Part 1 of a multi-part article series

Step One: Form a Task Force to Establish and Direct the Work Plan

More and more hospitals are considering a go-to-market strategy for medical tourism. We can plot the trend on a map because at least weekly, we receive calls from hospital executives wanting to engage us and send our accreditation guidance team to their hospital to get them ready to be surveyed.

To begin the process of accreditation preparation, usually a task force consisting of physicians, hospital managers and a few executives, nurses, the tourism and economic development board representatives come together for a meeting at the hospital. Ideally, this meeting is facilitated by an experienced international healthcare consultant with the specific engagement to develop the work plan, documentation, and path to accreditation for healthcare facilities. This could be done quickly if the organization is ready. By ready, we mean prepared with a budget allocated to the project, and ready to get started. Depending on visa and immigration complexity and hospital readiness, we can usually have a response team in the hospital within two or three weeks. At Mercury Advisory Group, our teams consists of one physician, one nurse and one former hospital administrator. Some reside in the USA, while others reside in Europe, Asia, the Middle East, CIS, and Latin America. Our teams have prepared hospitals in more than fifteen countries, all with a 100% successful accreditation survey outcome. Which team responds is all dependent on which team is available when you call.

The task force often organizes the process of accreditation readiness, guided by the consultant. This is on account of two practical reasons: First the consultant returns back home and can remotely work with the team, but someone has to be “boots on the ground” for the day-to-day scrum stand ups, and to maintain the work plan. Also, local project management is important because each country has its unique characteristics and governance structure, and international accreditation programs actually embrace cultural sensitivity of the cultures and practices of the community in which the organization is located, not the culture from which medical tourists originate.

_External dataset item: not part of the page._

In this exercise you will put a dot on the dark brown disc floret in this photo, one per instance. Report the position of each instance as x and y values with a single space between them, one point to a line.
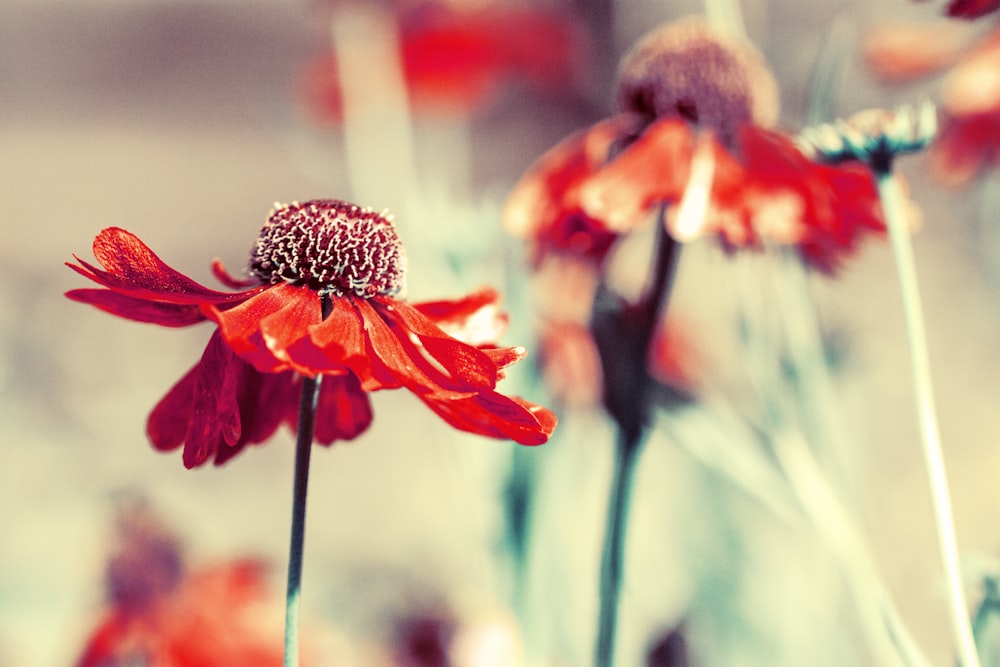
331 246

Many hospitals follow the international standards of the Joint Commission International (JCI), but there are other equally-suited, less costly, international healthcare quality and safety programs with standards also accredited by the International Society of Quality (ISQua). In fact, the JCI is but one of about twenty similar accrediting bodies. While it used to be true that JCI was the only one who used a tracer methodology to verify that the hospital followed its own internally developed standards, the time has come that most every accrediting body now incorporates this “reality check” into its program. Simply count on it and be prepared to pass. There’s barely a defensible reason why there should be much variation of quality standards between programs because they all essentially strive for a similar outcome: Keep the patient safe and the quality assured.